'A state above the state'
Former prime minister Nawaz Sharif has said he would return to Pakistan this week despite being sentenced in absentia to 10 years in prison by a corruption court there.
"Despite seeing the bars of prison in front of my eyes, I am going to Pakistan," he told a conference of his Pakistan Muslim League-Nawaz (PML-N) party in London.
"Put Nawaz Sharif in prison for life, send him to the gallows but you will have to answer the questions that the people of Pakistan are asking and they will stop only after getting answers," he said to cheering from supporters on Wednesday.

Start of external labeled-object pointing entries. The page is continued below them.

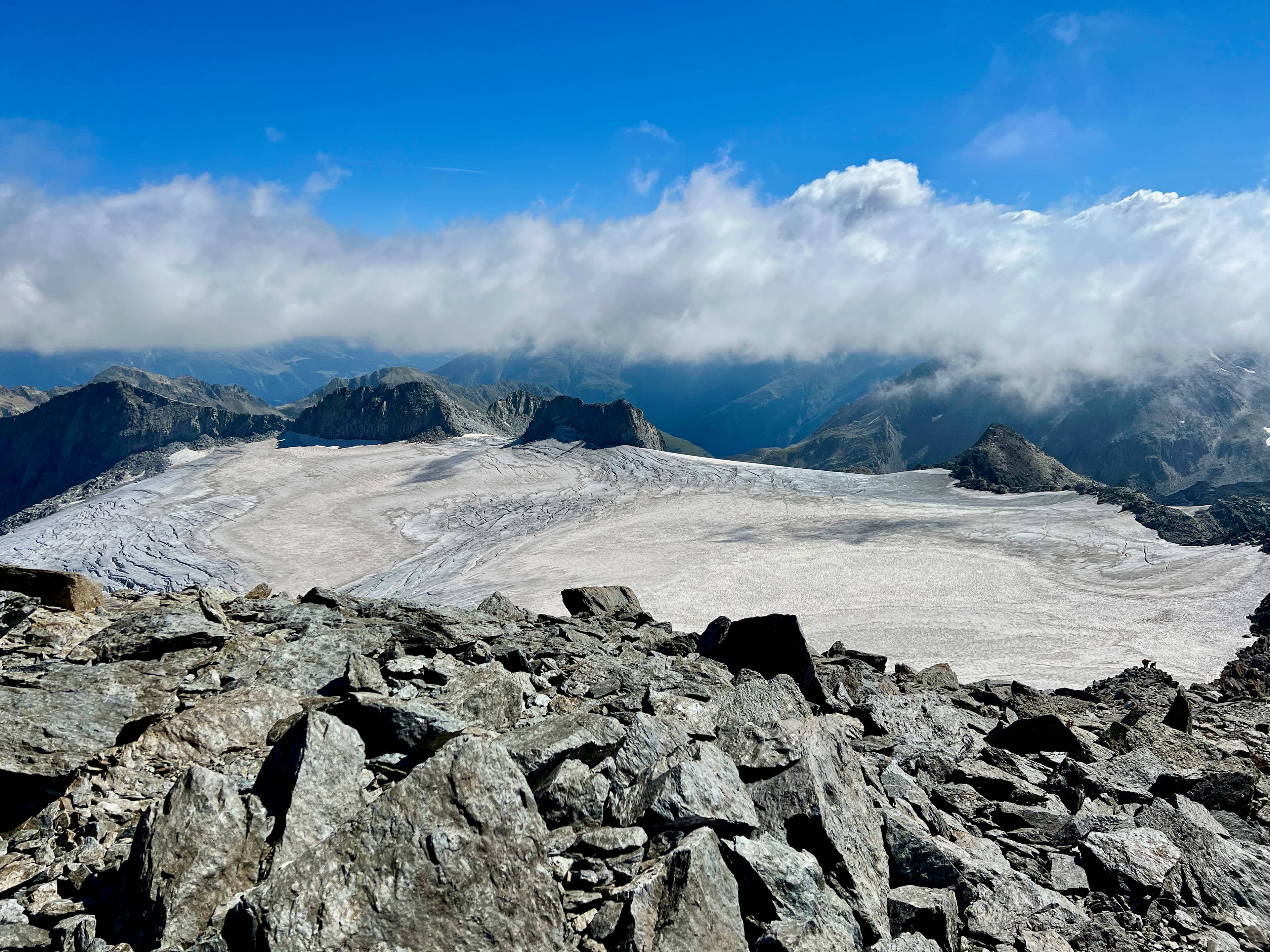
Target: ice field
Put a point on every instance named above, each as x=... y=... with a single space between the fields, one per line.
x=1049 y=588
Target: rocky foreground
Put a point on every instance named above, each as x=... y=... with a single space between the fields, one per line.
x=207 y=771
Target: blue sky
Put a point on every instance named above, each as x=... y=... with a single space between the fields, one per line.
x=1018 y=103
x=688 y=181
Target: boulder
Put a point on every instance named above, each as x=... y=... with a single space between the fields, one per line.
x=310 y=784
x=149 y=635
x=69 y=591
x=601 y=600
x=191 y=856
x=1135 y=860
x=653 y=747
x=930 y=912
x=389 y=724
x=234 y=720
x=451 y=857
x=539 y=748
x=771 y=645
x=783 y=892
x=486 y=696
x=573 y=795
x=821 y=804
x=705 y=791
x=688 y=902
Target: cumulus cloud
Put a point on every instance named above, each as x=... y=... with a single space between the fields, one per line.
x=644 y=181
x=1027 y=133
x=863 y=259
x=648 y=129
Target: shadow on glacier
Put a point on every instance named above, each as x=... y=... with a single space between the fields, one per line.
x=290 y=441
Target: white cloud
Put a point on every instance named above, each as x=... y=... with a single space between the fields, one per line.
x=648 y=129
x=863 y=259
x=1027 y=134
x=324 y=181
x=644 y=181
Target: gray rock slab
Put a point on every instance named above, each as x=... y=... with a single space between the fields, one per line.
x=310 y=784
x=821 y=804
x=192 y=855
x=451 y=857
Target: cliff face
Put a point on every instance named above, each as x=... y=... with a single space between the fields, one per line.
x=870 y=446
x=80 y=435
x=599 y=424
x=413 y=411
x=1004 y=459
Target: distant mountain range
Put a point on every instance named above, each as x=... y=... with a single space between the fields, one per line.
x=1205 y=422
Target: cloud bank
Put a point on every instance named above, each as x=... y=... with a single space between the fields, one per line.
x=863 y=259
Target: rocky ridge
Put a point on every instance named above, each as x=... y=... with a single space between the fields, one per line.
x=86 y=436
x=1002 y=461
x=213 y=771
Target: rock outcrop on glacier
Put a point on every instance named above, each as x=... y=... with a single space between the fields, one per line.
x=210 y=771
x=83 y=435
x=597 y=424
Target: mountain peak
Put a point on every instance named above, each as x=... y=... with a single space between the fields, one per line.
x=1004 y=461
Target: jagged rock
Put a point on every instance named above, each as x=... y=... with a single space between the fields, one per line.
x=23 y=937
x=69 y=591
x=686 y=903
x=930 y=912
x=784 y=895
x=540 y=747
x=230 y=722
x=704 y=791
x=487 y=696
x=821 y=804
x=500 y=606
x=79 y=436
x=573 y=794
x=1046 y=827
x=412 y=411
x=389 y=724
x=1223 y=875
x=1032 y=735
x=601 y=600
x=614 y=424
x=996 y=784
x=913 y=942
x=1136 y=858
x=652 y=748
x=310 y=784
x=150 y=635
x=1066 y=876
x=364 y=674
x=451 y=857
x=71 y=714
x=750 y=727
x=924 y=720
x=192 y=855
x=1005 y=461
x=1047 y=941
x=771 y=645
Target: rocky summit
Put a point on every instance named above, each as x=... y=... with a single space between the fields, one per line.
x=228 y=772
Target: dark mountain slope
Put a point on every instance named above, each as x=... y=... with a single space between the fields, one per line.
x=79 y=436
x=1205 y=422
x=474 y=398
x=189 y=390
x=1002 y=461
x=868 y=446
x=413 y=411
x=724 y=407
x=599 y=424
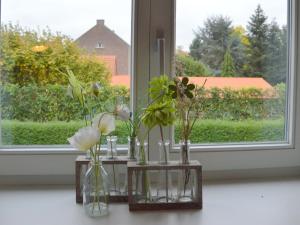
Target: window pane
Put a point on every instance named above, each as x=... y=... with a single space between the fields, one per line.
x=40 y=42
x=239 y=50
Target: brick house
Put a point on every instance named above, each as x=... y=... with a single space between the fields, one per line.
x=108 y=47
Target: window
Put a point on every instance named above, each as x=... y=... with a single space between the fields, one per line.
x=39 y=40
x=241 y=54
x=99 y=45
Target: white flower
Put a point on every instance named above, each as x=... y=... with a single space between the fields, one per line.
x=85 y=138
x=70 y=91
x=105 y=123
x=123 y=112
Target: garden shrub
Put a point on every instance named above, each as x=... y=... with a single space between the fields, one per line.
x=205 y=131
x=49 y=102
x=31 y=57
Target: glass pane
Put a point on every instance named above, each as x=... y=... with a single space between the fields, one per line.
x=238 y=51
x=40 y=42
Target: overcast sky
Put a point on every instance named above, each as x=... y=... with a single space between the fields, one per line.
x=74 y=17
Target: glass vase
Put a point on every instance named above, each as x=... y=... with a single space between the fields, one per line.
x=131 y=148
x=142 y=153
x=164 y=149
x=164 y=186
x=187 y=183
x=185 y=151
x=96 y=191
x=111 y=147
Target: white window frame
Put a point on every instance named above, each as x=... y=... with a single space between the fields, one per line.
x=151 y=16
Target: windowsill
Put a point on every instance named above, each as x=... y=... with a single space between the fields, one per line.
x=40 y=150
x=60 y=149
x=272 y=201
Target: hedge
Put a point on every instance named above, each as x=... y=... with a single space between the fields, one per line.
x=206 y=131
x=50 y=103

Sharif also alluded to the power of Pakistan's security establishment, saying: "There was a time when we used to say a state within a state, now it's a state above the state".
At the conference, held in the ballroom of the Grosvenor House hotel in central London's plush Mayfair district, one man held a placard reading: "Leave democracy alone".
Attendees chanted "Nawaz Sharif, We Love You!" as he concluded his speech.
Sharif was sentenced by a court in Islamabad last week over the purchase of high-end properties in London.
He was ousted from his third term as prime minister by the Supreme Court last year following a corruption investigation and banned from politics for life but remains a powerful symbol for his ruling party.
Sharif was scheduled to leave London yesterday and arrive in Lahore in Pakistan at around 0600 or 0700 GMT.
Meanwhile, Pakistani police detained hundreds of members of the former ruling party in the central city of Lahore yesterday, weeks before the country heads to the polls, party officials said.